Tout a bien commencé dès les essais libres avec un 10ème temps à 2/10ème de mon équipier Alvaro Parente qui était alors en tête du Championnat. Ce circuit du Nürburging est très exigeant physiquement, difficile au niveau du pilotage, mais finalement pas très sélectif : les écarts entre les 30 pilotes sont infimes.
Aux essais chronométrés, je suis de nouveau dans le top 10 avec le 9ème temps (Alvaro est 5ème). Nous sommes confiants pour la course, car je pense honnêtement que j’aurai pu aller 3 dixième plus vite (les 2 premiers partiels du dernier tour chrono étaient excellents... le 3ème était dans l’herbe !!!)
Course 1 : dès la 1ère épingle, je suis bloqué à l’extérieur de l’accident opposant Aleshin, Piccione, Duran…et en ressort 18ème ! Sur ce circuit ou les dépassements sont rares, la course est déjà finie : remonté 14ème, avec la 10ème place en vue (synonyme de pôle-position pour la course 2 grâce à la grille inversée), je vais me faire bouchonner par Walker avant de tenter un dépassement qui me fera perdre 3 places… puis 2 autres jusqu’à l’arrivée, le train avant étant touché : 19ème au final, une course à oublier.

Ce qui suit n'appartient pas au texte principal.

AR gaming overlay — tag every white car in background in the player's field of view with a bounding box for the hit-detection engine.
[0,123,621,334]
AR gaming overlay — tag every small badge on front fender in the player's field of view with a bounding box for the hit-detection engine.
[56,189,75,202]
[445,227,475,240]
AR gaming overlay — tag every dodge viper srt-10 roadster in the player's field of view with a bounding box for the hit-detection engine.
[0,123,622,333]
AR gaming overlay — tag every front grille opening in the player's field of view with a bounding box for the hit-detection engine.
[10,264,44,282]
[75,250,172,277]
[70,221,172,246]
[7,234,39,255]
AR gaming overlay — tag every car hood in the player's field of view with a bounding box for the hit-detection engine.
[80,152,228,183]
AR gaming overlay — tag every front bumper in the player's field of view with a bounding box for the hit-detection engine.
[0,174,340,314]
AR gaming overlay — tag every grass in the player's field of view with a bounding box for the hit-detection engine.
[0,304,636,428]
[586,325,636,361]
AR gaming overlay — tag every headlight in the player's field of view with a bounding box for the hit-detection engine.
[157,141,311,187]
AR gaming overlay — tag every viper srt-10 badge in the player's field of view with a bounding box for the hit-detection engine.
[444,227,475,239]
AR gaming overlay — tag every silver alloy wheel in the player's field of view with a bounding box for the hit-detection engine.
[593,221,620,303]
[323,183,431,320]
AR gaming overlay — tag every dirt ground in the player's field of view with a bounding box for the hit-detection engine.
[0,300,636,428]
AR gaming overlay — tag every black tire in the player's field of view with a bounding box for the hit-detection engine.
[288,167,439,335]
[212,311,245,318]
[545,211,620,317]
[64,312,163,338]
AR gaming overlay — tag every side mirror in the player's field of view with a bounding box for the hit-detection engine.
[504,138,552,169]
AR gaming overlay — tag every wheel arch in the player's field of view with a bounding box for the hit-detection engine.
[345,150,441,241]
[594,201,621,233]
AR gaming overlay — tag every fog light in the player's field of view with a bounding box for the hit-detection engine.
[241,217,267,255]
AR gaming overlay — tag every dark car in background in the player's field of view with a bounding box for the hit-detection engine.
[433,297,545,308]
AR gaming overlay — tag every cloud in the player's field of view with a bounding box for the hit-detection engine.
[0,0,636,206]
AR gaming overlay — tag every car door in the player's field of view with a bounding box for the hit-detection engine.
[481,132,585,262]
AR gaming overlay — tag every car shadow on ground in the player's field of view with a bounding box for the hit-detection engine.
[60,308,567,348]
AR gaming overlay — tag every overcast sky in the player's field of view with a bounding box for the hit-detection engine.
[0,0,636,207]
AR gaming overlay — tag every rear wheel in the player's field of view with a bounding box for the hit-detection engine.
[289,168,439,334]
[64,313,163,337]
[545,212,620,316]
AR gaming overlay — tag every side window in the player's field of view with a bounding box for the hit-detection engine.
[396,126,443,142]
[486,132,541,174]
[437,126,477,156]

Course 2 : Alvaro ayant pris 10 places de pénalité (c’est en fait lui qui a touché Aleshin au premier départ), nous partons 18 et 19 sur la grille ! Excellent départ, je passe sans encombre la fameuse première épingle à l’intérieur cette fois et en ressort déjà 13ème, mais à l’entrée du 2ème virage, c’est mon équipier qui vient littéralement m’arracher ma roue avant gauche : la course est définitivement terminée… Il s’en excusera à l’arrivée.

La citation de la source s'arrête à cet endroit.